Market Capitalization

Trailing-12-Month-Revenue Growth (YOY)



Dunkin' Brands

$3.9 billion





$83.6 billion




Starbucks is by far the bigger of the two companies. This could mistakenly lead investors to conclude that Dunkin' Brands inevitably has more room to run and, therefore, could be a better bet as an investment. But a closer look at the two companies reveals that not only is Starbucks growing much faster than Dunkin' Brands, but it also appears to have a more ambitious outlook, going forward.

It is worth noting, however, the difference in the two companies' sizes. Starbucks, with its market capitalization of $83.6 billion, is an established industry leader with extensive global awareness and distribution. Dunkin' Brands is much smaller, making the sustainability of its brand less sure; on the flip side, of course, the company's smaller size means there's a chance that management could transform the brand into a global name with iconic awareness over time -- but there's no certainty this will occur.

Starbucks is clearly the faster growing company of the two, with revenue growth nearly doubling Dunkin' Brands in the trailing-12-month period.

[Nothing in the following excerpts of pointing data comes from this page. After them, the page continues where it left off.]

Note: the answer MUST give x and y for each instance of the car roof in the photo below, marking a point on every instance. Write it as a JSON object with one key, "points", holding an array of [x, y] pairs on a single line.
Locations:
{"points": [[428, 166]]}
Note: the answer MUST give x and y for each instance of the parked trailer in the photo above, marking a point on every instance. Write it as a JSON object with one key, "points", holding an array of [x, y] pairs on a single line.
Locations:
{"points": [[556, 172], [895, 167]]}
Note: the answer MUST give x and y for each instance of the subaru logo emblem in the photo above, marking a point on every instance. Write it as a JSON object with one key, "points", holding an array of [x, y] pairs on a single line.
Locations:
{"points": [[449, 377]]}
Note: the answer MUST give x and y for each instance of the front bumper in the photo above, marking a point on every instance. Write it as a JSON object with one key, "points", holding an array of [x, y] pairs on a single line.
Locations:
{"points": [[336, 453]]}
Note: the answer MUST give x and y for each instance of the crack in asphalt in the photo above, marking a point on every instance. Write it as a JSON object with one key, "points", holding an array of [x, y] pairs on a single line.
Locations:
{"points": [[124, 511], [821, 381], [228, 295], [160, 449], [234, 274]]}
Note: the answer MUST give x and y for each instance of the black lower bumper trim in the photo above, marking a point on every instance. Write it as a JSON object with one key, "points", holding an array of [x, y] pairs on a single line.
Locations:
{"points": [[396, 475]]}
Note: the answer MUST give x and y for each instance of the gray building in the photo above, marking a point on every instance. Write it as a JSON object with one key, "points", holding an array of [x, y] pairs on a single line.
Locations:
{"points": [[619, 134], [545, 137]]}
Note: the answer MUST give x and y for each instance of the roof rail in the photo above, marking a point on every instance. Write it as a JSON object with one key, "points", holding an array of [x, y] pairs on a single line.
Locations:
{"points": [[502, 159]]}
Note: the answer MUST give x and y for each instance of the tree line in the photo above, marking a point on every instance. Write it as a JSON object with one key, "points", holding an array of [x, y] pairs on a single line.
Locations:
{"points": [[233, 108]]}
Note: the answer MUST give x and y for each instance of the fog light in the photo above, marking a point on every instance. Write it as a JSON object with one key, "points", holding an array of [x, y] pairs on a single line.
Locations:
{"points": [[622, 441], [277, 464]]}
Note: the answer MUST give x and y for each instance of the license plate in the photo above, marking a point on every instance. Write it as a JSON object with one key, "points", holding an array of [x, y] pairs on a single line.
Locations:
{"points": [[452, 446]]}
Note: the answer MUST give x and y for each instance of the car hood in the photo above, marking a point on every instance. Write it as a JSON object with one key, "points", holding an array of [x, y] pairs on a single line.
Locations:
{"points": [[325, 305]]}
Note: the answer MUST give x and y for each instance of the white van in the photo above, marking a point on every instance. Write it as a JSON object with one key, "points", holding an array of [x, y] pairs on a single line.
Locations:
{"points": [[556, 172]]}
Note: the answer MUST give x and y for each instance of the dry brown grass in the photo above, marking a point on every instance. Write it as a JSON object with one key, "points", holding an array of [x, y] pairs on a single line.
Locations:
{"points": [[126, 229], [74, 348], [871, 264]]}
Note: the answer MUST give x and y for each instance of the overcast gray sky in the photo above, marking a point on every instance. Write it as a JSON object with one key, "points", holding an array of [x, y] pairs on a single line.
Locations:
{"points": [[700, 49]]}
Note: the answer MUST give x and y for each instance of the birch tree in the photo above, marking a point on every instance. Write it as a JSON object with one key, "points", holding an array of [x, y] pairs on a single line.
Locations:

Looking ahead, Starbucks is projecting more growth at rates well ahead of Dunkin' Brands'. Starbucks expects full-year revenue to increase 10% compared with the prior year, driven by 1,800 net new store openings during the year and comparable-store-sales growth "somewhat above mid-single digits," the company noted in its first-fiscal-quarter press release. 

Dunkin' Brands is expecting full-year revenue growth between 4% and 6%, driven primarily by 430 to 460 planned new Dunkin' Donuts stores, as well as by comparable-store sales growth of zero to 2% for U.S. Dunkin' Donuts stores and 1% to 3% for U.S. Baskin-Robbins stores. 

Both stocks are priced for growth -- and rightly so. There's no reason both companies can't continue to grow their businesses in the coming years. But which one trades at a cheaper valuation?

Both companies trade with similar premiums to earnings and sales, making valuation a poor tiebreaker. Notably, Dunkin' Brands' price-to-earnings ratio would be 22 -- not 39 -- when adjusted for the impact of a $0.56-per-share impairment of the company's investment in a joint venture in Japan. But even after this adjustment, Starbucks' price-to-earnings ratio of 34 isn't far off Dunkin' Brands' price-to-earnings ratio of 22.

An analysis of recent growth combined with the companies' outlook for the year ahead definitely singles out Starbucks as a more interesting stock -- especially considering investors can buy into this industry leader's more optimistic growth story at only a slightly pricier valuation.

If investors had to choose between these two stocks, Starbucks looks like the better bet. Now, if investors had to choose which one to go to for breakfast, that may be a harder decision.